For negligence in the processing, electrical breakdown or due to prolonged predischarges in air gaps, however, the enamel insulation can be damaged, it is created to adjacent wire layers a winding short . Due to the current induced in the resulting short-circuit winding, the insulating varnish is further destroyed by the heat, so that the interturn faults spread and the bare wires ultimately form a short circuit .
Enameled copper hollow wire
Enameled copper hollow wire has a continuous cavity in the middle and is one of the hollow wires. During operation, coolant is continuously pumped through the hollow wire via an additional coolant supply, thus dissipating the heat. In this way, the enamelled copper hollow wire can be operated with a higher current density than without cooling and thus allows more compact, smaller and lighter wound goods with the same output. The enamelled copper hollow wire differs from waveguides from the field of generator technology in that it is endlessly manufactured, and its dimensions are on the order of a few millimeters and thus significantly smaller. This means that it can be wound with conventional winding machines.
- Franz Zach: Power Electronics - A Manual. 5th edition, Springer Verlag, Wiesbaden, 2015 ISBN 978-3-658-04898-3 .
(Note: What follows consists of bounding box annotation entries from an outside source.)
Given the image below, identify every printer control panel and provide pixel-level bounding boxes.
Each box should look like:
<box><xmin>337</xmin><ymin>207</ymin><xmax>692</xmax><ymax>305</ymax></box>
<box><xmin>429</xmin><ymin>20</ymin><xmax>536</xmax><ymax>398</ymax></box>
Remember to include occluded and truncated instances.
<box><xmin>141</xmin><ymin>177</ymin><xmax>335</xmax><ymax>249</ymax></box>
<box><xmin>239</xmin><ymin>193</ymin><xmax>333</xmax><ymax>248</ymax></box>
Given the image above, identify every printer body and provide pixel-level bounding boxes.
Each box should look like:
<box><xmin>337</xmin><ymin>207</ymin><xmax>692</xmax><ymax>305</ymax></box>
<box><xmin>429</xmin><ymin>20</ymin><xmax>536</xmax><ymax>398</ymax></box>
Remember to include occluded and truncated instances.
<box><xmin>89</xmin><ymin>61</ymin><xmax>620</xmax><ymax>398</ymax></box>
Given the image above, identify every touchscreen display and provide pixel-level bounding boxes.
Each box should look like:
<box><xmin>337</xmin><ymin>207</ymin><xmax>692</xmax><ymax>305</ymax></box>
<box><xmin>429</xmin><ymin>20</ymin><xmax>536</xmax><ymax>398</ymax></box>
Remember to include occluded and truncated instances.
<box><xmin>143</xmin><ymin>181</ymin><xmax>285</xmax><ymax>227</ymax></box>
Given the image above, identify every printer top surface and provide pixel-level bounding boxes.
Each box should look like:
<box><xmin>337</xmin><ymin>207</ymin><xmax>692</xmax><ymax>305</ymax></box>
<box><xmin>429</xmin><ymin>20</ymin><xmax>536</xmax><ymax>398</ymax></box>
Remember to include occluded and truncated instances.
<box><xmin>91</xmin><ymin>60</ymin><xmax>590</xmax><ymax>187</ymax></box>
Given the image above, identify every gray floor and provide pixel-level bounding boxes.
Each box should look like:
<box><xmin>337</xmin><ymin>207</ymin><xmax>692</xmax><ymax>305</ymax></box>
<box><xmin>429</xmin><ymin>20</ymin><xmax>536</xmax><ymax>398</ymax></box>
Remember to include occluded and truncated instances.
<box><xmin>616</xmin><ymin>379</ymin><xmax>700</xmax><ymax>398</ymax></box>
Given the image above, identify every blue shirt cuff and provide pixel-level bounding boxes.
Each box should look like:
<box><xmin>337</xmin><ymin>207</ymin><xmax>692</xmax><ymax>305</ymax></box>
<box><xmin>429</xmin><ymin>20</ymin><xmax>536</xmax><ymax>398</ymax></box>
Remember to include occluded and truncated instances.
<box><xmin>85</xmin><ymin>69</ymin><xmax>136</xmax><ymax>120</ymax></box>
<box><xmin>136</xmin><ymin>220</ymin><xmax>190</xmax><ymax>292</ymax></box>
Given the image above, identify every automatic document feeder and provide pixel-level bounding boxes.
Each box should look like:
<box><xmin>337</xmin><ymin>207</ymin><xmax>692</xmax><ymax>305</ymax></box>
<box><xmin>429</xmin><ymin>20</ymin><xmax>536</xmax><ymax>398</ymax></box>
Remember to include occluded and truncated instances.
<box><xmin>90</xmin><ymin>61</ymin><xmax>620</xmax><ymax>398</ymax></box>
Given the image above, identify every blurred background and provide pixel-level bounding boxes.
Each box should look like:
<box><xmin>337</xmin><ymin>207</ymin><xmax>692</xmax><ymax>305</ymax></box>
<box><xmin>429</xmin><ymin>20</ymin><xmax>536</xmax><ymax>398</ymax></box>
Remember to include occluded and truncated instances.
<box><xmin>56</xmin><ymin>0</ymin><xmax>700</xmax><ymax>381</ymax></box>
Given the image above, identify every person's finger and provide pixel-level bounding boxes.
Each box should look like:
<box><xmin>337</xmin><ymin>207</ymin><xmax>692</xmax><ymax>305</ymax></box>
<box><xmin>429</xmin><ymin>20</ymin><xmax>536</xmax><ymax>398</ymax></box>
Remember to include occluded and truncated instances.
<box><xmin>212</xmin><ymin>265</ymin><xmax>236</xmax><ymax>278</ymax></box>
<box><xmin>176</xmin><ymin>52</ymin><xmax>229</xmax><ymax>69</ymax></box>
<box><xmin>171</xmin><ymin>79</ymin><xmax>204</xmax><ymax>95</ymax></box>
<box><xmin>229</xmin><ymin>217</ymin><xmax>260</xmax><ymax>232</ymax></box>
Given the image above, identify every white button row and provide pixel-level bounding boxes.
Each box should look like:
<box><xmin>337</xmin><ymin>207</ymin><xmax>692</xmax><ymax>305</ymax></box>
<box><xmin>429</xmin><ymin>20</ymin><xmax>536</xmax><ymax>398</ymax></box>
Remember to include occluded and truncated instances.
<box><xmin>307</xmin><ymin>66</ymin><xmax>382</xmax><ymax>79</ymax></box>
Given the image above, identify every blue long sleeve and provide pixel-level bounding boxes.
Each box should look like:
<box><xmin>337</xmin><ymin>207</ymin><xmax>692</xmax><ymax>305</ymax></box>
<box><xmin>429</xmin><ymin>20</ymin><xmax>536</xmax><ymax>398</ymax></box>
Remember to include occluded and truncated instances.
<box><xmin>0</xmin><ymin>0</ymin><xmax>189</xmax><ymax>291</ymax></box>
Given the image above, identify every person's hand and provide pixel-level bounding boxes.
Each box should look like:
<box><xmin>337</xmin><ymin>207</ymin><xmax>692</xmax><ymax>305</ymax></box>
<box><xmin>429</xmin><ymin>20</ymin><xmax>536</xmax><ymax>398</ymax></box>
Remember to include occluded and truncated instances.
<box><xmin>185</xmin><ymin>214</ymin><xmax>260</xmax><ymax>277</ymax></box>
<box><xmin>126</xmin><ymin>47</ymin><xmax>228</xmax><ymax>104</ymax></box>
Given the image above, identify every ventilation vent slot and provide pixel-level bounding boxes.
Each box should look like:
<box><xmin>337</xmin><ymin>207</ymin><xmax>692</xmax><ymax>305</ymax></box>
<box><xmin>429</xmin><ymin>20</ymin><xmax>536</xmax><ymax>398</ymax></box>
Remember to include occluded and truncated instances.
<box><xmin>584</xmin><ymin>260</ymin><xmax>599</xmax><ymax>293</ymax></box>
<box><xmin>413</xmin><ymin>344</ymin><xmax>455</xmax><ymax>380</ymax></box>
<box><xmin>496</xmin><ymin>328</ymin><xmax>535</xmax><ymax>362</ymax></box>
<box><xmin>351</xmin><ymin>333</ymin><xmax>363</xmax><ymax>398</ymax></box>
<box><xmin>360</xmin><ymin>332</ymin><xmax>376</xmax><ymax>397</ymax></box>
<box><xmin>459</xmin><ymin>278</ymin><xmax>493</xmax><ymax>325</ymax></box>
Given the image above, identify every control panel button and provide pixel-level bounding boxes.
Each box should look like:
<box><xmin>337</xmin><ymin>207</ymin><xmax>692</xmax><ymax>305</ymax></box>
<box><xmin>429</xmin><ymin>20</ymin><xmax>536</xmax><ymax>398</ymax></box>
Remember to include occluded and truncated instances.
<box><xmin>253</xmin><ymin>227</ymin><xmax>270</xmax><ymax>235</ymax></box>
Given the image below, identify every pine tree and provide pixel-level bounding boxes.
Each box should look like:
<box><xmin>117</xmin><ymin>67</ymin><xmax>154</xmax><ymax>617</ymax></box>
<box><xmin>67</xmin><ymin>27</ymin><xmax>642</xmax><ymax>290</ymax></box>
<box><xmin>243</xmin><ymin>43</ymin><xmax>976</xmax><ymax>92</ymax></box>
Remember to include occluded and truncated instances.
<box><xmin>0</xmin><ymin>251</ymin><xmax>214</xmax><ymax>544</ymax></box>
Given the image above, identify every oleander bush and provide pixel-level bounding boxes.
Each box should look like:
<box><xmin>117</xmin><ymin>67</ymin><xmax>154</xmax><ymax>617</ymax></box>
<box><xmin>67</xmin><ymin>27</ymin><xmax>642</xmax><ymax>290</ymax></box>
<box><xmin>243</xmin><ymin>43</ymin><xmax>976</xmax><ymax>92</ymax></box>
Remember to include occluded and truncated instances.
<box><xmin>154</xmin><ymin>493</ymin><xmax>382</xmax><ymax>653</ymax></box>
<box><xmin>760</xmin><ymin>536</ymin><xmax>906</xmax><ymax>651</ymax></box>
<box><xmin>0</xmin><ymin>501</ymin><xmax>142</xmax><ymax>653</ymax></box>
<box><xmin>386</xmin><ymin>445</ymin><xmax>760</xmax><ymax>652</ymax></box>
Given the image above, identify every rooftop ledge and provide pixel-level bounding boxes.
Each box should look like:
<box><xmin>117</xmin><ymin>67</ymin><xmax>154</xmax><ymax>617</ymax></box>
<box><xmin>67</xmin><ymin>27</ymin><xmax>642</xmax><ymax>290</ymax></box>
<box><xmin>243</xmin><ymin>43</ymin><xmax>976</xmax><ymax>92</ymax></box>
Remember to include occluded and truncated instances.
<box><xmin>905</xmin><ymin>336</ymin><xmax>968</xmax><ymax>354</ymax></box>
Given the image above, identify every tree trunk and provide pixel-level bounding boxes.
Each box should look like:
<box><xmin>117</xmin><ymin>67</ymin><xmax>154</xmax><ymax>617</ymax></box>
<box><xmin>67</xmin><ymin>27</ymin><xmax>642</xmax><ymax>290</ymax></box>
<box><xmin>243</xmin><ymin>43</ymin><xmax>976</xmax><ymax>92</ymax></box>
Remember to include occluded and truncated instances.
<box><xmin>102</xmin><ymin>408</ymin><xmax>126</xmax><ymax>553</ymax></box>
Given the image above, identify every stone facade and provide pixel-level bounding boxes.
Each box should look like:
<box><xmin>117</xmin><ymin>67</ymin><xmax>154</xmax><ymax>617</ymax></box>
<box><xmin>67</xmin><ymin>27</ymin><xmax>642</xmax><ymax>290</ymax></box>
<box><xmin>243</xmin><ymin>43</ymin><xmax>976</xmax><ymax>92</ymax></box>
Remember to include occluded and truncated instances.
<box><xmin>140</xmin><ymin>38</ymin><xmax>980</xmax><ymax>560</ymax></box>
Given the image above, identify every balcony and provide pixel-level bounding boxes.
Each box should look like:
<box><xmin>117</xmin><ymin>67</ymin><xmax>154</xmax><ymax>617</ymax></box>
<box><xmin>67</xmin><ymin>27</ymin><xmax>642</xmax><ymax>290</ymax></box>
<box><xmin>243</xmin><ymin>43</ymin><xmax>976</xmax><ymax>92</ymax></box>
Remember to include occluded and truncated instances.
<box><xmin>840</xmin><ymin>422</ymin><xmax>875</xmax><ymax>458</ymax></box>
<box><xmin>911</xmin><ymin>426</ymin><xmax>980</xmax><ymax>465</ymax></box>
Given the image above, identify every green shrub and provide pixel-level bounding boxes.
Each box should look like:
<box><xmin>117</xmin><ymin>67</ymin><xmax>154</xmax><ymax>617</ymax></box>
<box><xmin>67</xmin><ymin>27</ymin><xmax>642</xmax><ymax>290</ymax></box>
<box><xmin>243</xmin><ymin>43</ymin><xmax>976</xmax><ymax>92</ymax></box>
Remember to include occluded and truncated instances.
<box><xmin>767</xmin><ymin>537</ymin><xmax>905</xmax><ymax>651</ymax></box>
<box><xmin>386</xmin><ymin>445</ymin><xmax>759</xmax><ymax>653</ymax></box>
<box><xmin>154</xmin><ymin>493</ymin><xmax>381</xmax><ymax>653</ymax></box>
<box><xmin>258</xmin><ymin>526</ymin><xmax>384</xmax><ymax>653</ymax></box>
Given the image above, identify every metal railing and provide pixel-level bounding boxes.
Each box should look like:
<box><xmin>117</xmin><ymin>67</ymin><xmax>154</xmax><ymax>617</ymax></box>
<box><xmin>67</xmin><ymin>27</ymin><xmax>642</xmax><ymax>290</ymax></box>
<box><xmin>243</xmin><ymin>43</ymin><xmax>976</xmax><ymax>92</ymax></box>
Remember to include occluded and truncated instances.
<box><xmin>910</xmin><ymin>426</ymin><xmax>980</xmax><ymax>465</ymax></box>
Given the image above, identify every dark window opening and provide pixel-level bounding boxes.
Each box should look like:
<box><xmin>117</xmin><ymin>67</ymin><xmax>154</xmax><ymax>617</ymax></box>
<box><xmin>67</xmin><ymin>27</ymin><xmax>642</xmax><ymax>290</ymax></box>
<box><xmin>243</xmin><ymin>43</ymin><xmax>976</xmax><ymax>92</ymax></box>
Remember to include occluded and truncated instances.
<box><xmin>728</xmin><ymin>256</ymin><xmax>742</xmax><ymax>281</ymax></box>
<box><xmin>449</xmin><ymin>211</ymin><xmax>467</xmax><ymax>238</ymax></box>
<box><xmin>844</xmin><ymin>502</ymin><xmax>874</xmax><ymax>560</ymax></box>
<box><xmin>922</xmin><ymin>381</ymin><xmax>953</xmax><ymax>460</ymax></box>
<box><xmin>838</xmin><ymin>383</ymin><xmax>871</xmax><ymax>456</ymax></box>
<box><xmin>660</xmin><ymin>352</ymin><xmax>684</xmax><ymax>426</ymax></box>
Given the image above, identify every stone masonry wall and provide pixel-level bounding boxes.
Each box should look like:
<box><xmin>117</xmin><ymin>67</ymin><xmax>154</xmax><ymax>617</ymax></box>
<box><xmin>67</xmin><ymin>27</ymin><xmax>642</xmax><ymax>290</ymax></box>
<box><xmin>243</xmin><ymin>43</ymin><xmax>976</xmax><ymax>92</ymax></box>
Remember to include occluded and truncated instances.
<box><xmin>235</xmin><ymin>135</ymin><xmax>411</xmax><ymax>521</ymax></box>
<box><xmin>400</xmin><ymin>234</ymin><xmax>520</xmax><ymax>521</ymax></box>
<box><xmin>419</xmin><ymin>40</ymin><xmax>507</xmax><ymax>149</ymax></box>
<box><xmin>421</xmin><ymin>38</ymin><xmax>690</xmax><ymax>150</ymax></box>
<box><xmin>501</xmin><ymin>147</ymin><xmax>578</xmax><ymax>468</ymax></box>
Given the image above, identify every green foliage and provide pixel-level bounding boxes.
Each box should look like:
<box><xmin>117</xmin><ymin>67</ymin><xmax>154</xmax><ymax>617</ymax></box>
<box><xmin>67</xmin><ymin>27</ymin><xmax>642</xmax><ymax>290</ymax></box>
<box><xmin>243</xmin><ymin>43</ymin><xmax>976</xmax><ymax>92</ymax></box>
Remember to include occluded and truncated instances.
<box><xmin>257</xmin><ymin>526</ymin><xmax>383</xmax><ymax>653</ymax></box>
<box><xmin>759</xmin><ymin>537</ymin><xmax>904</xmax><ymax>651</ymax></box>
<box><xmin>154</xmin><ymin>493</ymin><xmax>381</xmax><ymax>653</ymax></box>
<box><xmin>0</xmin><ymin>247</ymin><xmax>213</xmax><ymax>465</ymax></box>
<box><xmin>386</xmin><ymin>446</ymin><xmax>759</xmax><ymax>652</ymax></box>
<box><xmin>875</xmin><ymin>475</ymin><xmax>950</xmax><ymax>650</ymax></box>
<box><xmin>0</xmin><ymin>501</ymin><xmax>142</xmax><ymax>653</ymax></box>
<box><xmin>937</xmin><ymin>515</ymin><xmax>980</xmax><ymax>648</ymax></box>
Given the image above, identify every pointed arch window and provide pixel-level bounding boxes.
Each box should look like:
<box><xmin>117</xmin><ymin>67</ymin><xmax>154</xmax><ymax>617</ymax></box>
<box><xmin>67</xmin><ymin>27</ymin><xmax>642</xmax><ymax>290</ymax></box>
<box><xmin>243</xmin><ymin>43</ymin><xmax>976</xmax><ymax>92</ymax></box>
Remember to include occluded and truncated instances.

- Thermal product features according to IEC 60317 (PDF; 71 kB).
- THEIC (Tris-2-Hydroxyethyl Isocyanurate) -modified polyimides as enamelled wire insulation ( Memento of the original from May 11, 2011 in the Internet Archive ) Info: The archive link was automatically inserted and not yet checked. Please check the original and archive link according to the instructions and then remove this notice. .
- from 450 ° C solderable polyesterimide enamelled wire ( Memento of the original from May 31, 2014 in the Internet Archive ) Info: The archive link was inserted automatically and has not yet been checked. Please check the original and archive link according to the instructions and then remove this notice. .
- Baked enamel wire ( Memento from December 18, 2015 in the Internet Archive ).
- Franz Zach: Power Electronics - A Handbook . 5th edition. Springer Verlag, Wiesbaden 2015, ISBN 978-3-658-04898-3 , pp. 1832 .
- Edmund Nitsche, Michael Naderer: Internally cooled hollow wires, doubling the power density of electric motors . In: ATZelektronik . tape 12 , no. 3 , June 1, 2017, ISSN 1862-1791 , p. 44-49 , doi : 10.1007 / s35658-017-0035-0 ( springer.com [accessed June 28, 2017]).